Tip: Set your round-trip budget based on empirical data from your agent's most common tasks, not on theoretical maximums. If 90% of successful task completions happen in 3 turns or fewer, set your budget at 5 turns. Tasks requiring more than 5 turns are usually candidates for workflow restructuring — either through better batching or through pre-built tool chains — rather than simply raising the budget.

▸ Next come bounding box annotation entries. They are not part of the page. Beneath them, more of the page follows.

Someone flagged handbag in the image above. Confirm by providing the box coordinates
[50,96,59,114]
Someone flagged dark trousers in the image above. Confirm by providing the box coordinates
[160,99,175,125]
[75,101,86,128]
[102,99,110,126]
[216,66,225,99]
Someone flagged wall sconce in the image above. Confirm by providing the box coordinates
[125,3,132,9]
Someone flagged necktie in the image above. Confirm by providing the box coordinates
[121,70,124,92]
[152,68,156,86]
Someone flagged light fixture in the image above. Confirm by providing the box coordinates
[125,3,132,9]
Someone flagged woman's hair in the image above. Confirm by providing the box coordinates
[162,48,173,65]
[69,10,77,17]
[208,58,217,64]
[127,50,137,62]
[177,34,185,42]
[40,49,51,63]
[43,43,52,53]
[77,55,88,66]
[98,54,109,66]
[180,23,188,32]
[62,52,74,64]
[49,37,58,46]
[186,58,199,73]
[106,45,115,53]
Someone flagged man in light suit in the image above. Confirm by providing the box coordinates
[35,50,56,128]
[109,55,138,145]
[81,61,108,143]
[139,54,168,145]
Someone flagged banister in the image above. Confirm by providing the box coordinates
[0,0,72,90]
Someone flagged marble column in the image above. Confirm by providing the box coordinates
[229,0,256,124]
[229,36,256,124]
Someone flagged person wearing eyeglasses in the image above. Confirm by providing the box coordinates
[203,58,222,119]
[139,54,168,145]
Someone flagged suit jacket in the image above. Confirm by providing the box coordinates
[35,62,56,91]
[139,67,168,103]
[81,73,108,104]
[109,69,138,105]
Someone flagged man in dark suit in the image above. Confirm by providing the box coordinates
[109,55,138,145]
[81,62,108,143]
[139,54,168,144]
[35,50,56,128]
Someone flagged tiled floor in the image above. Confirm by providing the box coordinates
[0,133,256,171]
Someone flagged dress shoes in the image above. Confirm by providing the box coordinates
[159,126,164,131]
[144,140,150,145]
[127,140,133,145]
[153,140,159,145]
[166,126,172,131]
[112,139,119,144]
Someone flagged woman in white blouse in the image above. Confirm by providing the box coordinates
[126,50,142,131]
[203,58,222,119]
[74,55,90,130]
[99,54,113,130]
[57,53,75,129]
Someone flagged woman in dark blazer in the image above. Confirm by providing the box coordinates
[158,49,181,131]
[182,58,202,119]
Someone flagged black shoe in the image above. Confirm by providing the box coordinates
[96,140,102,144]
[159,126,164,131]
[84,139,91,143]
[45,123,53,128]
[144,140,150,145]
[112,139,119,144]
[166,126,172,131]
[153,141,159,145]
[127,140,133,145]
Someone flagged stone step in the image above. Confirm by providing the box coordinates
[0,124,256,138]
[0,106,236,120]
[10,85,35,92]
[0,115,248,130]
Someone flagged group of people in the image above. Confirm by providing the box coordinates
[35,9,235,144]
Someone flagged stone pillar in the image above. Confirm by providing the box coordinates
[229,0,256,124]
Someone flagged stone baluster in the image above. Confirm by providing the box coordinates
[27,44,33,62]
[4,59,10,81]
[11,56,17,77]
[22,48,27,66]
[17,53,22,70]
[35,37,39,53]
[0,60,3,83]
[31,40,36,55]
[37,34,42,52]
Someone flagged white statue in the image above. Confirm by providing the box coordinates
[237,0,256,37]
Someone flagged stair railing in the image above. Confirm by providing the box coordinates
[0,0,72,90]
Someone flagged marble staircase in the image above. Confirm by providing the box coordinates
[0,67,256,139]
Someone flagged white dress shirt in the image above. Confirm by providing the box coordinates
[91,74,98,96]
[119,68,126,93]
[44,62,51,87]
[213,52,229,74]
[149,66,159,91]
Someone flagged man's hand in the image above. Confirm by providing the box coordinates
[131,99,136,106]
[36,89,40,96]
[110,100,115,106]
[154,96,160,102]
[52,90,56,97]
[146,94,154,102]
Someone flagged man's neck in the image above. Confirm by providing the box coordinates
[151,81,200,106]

Measuring Batching Efficiency

Track these metrics to understand and improve your agent's batching behavior:

@dataclass
class AgentSessionMetrics:
    total_turns: int
    total_tool_calls: int
    parallel_tool_calls: int  # Tool calls made in groups > 1
    sequential_tool_calls: int  # Tool calls made one at a time
    avg_tools_per_turn: float
    total_input_tokens: int
    total_output_tokens: int

    @property
    def batching_rate(self) -> float:
        """Percentage of tool calls that were batched in parallel groups."""
        if self.total_tool_calls == 0:
            return 0.0
        return self.parallel_tool_calls / self.total_tool_calls

    @property
    def efficiency_score(self) -> float:
        """Higher is better: tools per turn * batching rate."""
        return self.avg_tools_per_turn * self.batching_rate

def create_session_report(session: AgentSessionMetrics) -> str:
    return f"""
Agent Session Metrics:
- Total API calls: {session.total_turns}
- Total tool calls: {session.total_tool_calls}
- Batching rate: {session.batching_rate:.1%}
- Avg tools/turn: {session.avg_tools_per_turn:.1f}
- Efficiency score: {session.efficiency_score:.2f}
- Total tokens: {session.total_input_tokens + session.total_output_tokens:,}
"""

Tip: Batching rate below 30% is a signal that your system prompt is not effectively encouraging parallel execution. Batching rate above 70% with more than 3 tools per turn is excellent. Average tools per turn is a leading indicator for session cost: agents averaging 3+ tools per turn complete tasks in 2–3 turns; agents averaging 1 tool per turn take 6–9 turns for the same tasks, at roughly 3x the token cost.

Summary

Batching and chaining are the architectural-level optimizations in tool use efficiency. They attack the fundamental inefficiency of sequential round-trips: every extra round-trip re-transmits the growing conversation history, re-sends tool schemas, and adds API latency. Batching — using the model's native parallel tool call capability — reduces turns by 50–70% for tasks involving multiple information-gathering steps. Chaining — pre-sequencing deterministic tool calls in your agent code — eliminates model involvement entirely for predictable workflow steps. The hybrid approach combines both, achieving the best results: the model handles reasoning and parallelism, while deterministic chains handle mechanical data transformation between reasoning steps.